Nepali educationist (1940–2026)

Suresh Raj Sharma (डा. सुरेशराज शर्मा; 22 July 1940 – 23 September 2026) was a Nepali educationist who was the founder Vice Chancellor of Kathmandu University.

Sharma held a Ph.D. in Chemistry from London South Bank University, London. He was the first executive director of the Council for Technical Education and Vocational Training, Member Secretary in National Education Committee, Member of National Commission for UNESCO, and National Delegate to the SAARC Technical committee on science and technology. Sharma was a well-known educational administrator. He made significant contribution to the development of education policy in Nepal. He had a number of books, research papers, articles, secondary school curriculum textbook and many more to his credit.

He was a lifelong member of the board of trustees of Kathmandu University.

== Early life and education ==
Sharma was born in Khurkot village, Sindhuli District on 22 July 1940, to Bishnu Prasad Upadhyaya and Savitri Devi Dhungel. Bishnu Prasad Upadhyaya was a lawyer who, although born a Dhungel, chose to write Upadhyaya as his surname. Savitri Devi Dhungel was the sister of two brothers, the famous writer Kul Chandra Koirala and songwriter Divya Dev Koirala.

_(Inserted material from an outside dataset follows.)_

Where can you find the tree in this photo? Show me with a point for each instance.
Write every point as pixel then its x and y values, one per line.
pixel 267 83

He initially received education at home before setting out to study in Sonbarsa, India, in 1953, where he studied for nine months. In 2013 B.S. he passed his School Leaving Certificate examinations from Saraswati High School, Janakpur. After completing his I.Sc. and B.Sc. both from Public Science Campus (currently Amrit Science College) in the span of five years, Sharma went to study in Karnatak University, India under the Colombo Plan Scholarship. Sharma then received his Ph.D. in Chemistry from the Polytechnic of the South Bank, London, in 1977 (now London South Bank University).

== Career ==
Even before heading out to London for his Ph.D., Sharma had gained experience in academic and administrative areas. Sharma worked for twelve years as a professor in Tribhuvan University during which he also taught in Tri-Chandra College, Anandakuti College, Padma Kanya College and Nepal National College (currently Shankar Dev Campus). From 1989 to 1992, he worked as first executive director of the Council for Technical Education and Vocational Training, which was conceptualized by himself. In the year 1991, he along with Sitaram Adhikary, Bhadra Man Tuladhar, and others successfully managed to charter Kathmandu University from Parliament. A month later, he was appointed the first-ever vice chancellor of the University.

In 2014 he was awarded an honorary doctorate by the Norwegian University of Science and Technology.

== Death ==
Sharma died on 23 September 2026, at the age of 86, while undergoing treatment at HAMS hospital in Kathmandu. He was given a state funeral and was cremated the next day.